1453’te Fatih’in İstanbul’u açmasıyla dünya gücü Doğu Türklüğünden Batı Türklüğüne geçti. Büyük bilim ve sanat adamları İstanbul’da toplandılar. Osmanlı Türklüğünün ihtişam ve üstünlüğü 1774’teki Küçük Kaynarca Antlaşmasına kadar sürdü. Fuzulî, Bakî, Nef’î, Nâilî şiirlerini Osmanlı Türk topraklarında yazdılar; Sinan anıt eserlerini bu topraklarda yükseltti; Kemal Reis, Pirî Reis, Barbaros, Turgut Reis gemilerini Akdeniz’de yüzdürdüler. Akdeniz de o zaman bir Türk gölü idi; Osmanlı donanması zaman zaman Marsilya’da demirliyordu.
Dünyanın birinci gücünün Osmanlı olduğu asırlarda, İran’da hüküm süren Safevî Türk Devleti dünyanın ikinci büyük gücü idi. Aynı asırlarda Hindistan’da hükümran olan Babürlüler de Türk idi ve dünyanın üçüncü büyük gücü idiler. Hindistan’ı, İran’ı, kutsal toprakları ve Avrupa’nın yarısını asırlarca yönettik.

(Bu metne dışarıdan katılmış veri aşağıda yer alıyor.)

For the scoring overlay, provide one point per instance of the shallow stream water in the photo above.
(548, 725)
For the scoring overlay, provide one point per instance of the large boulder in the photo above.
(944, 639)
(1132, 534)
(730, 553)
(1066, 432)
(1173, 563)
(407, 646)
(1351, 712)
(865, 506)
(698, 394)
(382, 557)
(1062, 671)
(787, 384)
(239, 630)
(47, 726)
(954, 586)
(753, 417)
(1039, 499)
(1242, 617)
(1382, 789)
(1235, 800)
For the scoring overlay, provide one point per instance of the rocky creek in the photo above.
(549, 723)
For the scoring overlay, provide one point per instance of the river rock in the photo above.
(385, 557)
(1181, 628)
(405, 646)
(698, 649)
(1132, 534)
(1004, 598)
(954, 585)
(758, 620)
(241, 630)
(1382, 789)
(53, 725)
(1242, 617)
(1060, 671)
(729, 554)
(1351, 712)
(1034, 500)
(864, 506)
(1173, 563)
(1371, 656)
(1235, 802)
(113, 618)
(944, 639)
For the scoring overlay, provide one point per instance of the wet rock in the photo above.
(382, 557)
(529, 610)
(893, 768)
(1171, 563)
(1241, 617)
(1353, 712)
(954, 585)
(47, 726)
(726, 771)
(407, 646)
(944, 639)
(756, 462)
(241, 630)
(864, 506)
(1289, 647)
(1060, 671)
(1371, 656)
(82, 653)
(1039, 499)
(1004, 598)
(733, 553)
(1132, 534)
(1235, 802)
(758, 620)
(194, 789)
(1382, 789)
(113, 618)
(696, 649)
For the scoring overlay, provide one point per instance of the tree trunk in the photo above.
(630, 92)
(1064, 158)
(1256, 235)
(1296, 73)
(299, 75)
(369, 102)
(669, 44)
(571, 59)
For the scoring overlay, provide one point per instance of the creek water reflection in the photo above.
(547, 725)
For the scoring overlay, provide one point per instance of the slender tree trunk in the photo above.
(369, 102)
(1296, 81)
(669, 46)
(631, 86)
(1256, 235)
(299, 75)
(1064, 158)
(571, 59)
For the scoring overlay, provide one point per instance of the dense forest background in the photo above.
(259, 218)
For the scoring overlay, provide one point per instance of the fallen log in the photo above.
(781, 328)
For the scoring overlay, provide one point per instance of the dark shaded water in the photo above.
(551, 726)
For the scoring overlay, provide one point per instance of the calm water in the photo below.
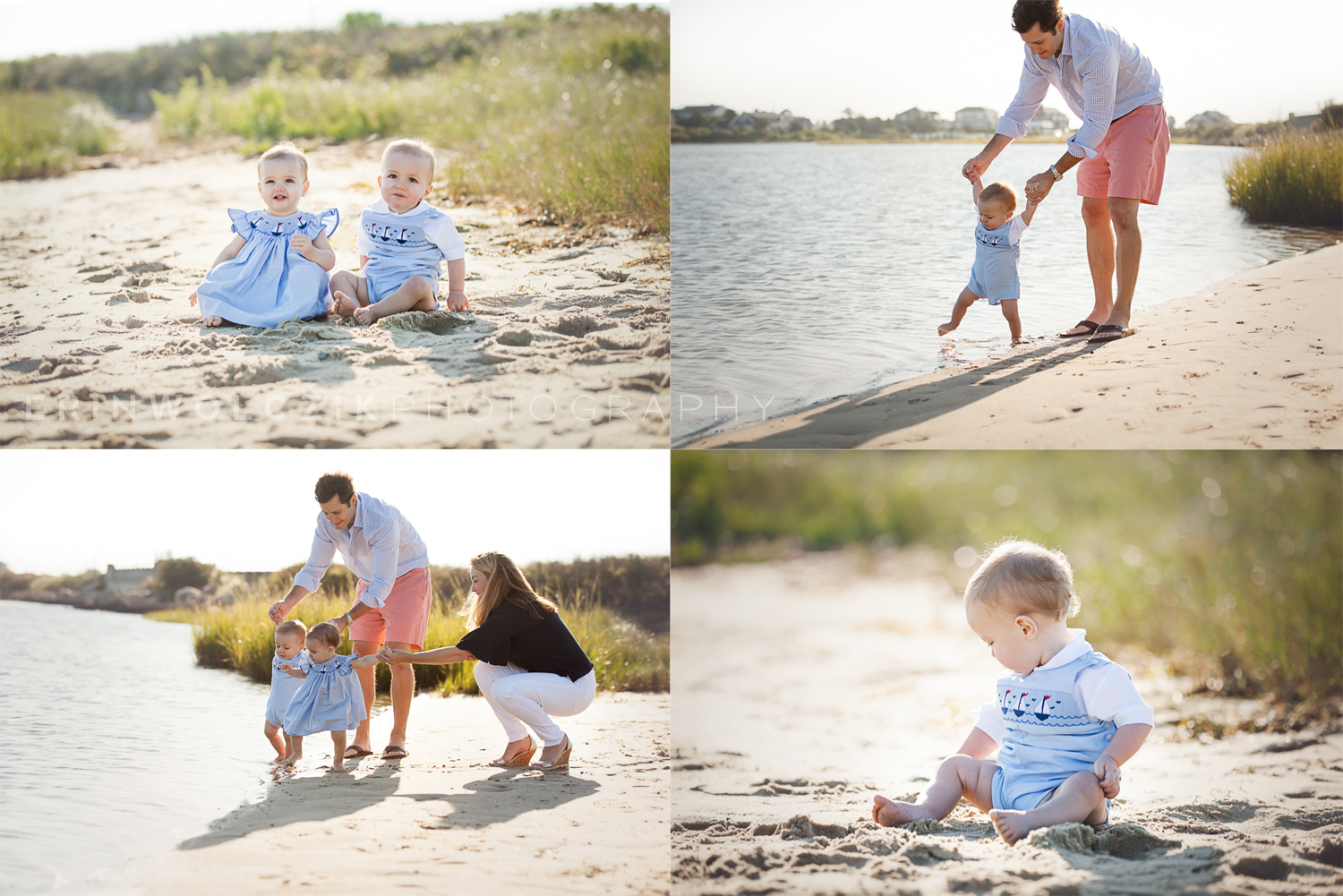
(805, 271)
(115, 743)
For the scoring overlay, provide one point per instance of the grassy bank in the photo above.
(241, 636)
(1225, 563)
(1291, 179)
(42, 134)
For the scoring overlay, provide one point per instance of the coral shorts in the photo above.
(1131, 160)
(405, 614)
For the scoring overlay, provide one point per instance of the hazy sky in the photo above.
(1252, 61)
(34, 29)
(252, 509)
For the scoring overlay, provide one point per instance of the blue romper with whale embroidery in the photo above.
(1049, 738)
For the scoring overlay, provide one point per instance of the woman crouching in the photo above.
(526, 664)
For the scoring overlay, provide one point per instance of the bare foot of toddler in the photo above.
(1012, 825)
(889, 813)
(341, 303)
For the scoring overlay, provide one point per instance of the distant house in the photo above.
(975, 120)
(1209, 120)
(1047, 121)
(701, 115)
(125, 579)
(920, 120)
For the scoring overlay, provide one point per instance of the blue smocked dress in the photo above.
(268, 282)
(284, 687)
(329, 699)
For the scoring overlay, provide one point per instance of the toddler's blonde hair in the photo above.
(284, 149)
(292, 627)
(1022, 576)
(999, 192)
(411, 147)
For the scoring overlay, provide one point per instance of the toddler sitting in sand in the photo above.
(274, 269)
(1065, 718)
(997, 252)
(289, 653)
(329, 697)
(402, 242)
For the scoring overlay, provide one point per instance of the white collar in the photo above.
(1074, 649)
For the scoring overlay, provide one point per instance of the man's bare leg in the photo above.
(415, 294)
(368, 684)
(1079, 798)
(956, 777)
(1100, 258)
(958, 311)
(1128, 254)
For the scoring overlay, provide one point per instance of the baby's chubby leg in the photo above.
(958, 311)
(958, 777)
(1079, 798)
(348, 293)
(415, 294)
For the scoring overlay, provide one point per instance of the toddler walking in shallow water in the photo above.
(997, 252)
(329, 697)
(1064, 721)
(289, 653)
(274, 269)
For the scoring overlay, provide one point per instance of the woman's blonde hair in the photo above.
(504, 584)
(1022, 576)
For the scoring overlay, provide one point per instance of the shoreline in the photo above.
(1265, 337)
(442, 820)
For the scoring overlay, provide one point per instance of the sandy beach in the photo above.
(808, 686)
(1249, 363)
(442, 820)
(566, 343)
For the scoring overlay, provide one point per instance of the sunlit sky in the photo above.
(1251, 61)
(252, 511)
(34, 29)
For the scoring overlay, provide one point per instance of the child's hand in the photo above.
(1107, 770)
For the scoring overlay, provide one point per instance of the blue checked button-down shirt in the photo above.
(379, 547)
(1100, 75)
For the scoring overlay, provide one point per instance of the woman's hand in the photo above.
(392, 657)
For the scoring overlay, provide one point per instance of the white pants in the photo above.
(526, 699)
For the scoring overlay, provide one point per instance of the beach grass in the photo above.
(43, 134)
(1292, 179)
(1225, 563)
(241, 636)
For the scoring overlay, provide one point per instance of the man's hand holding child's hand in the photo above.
(1107, 770)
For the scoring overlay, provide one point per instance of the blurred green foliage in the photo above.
(1229, 562)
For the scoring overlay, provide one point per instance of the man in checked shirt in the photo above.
(391, 601)
(1120, 147)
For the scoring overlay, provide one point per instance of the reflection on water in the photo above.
(115, 743)
(803, 271)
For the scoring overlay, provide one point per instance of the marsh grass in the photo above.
(43, 133)
(1292, 179)
(1228, 565)
(241, 636)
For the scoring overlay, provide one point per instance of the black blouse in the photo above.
(510, 635)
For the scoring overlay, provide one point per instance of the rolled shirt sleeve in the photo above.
(319, 559)
(384, 543)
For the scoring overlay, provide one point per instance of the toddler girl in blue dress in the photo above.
(289, 652)
(329, 697)
(276, 268)
(1064, 718)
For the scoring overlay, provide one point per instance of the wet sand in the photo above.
(805, 687)
(442, 820)
(1253, 362)
(566, 343)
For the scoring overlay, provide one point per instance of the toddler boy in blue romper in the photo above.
(997, 252)
(1064, 721)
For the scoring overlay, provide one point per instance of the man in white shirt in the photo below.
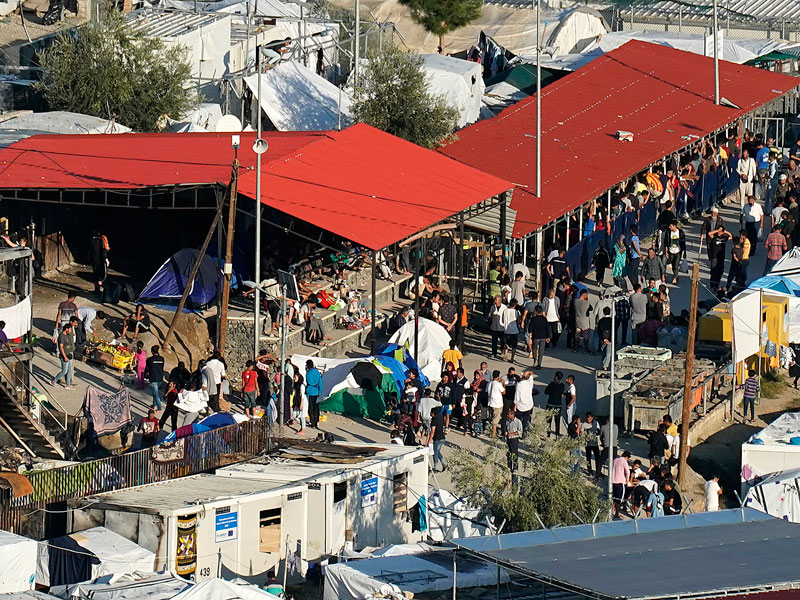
(713, 492)
(523, 399)
(753, 218)
(495, 390)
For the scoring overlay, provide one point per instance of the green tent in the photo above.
(370, 404)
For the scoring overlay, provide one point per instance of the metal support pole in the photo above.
(257, 260)
(374, 315)
(228, 268)
(716, 57)
(280, 403)
(612, 445)
(460, 290)
(356, 42)
(687, 382)
(538, 103)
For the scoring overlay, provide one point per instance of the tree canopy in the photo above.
(392, 95)
(550, 488)
(106, 70)
(440, 17)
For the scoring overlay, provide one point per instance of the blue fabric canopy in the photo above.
(776, 284)
(170, 280)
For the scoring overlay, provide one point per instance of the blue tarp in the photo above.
(776, 284)
(170, 280)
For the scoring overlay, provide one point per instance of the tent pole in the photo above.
(193, 273)
(228, 269)
(372, 322)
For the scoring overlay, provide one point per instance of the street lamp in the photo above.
(260, 290)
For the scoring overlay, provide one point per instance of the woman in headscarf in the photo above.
(620, 261)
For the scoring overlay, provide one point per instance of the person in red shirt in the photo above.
(249, 388)
(149, 428)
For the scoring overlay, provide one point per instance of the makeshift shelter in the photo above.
(459, 82)
(89, 554)
(17, 563)
(167, 284)
(775, 448)
(433, 341)
(414, 573)
(777, 495)
(295, 98)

Türklük, Anadolu’nun ortasındaki çorak bozkırlarda boğulmak istendiği zaman küllerinden tekrar doğdu. Mustafa Kemal isimli bir bozkurtun önderliğinde yeni bir Ergenekon’dan çıkış yaşadık. Türklüğü damarlarında ve yüreğinde hisseden Atatürk, Meşrutiyet devri Türkçülerinden aldığı ilhamla Türklük için yeni bir çağın kapılarını açtı. Türklüğü bu yeni yolundan döndürmeye hiçbir “denâet, habâset ve şeytânet”in gücü yetmez, yetmeyecektir.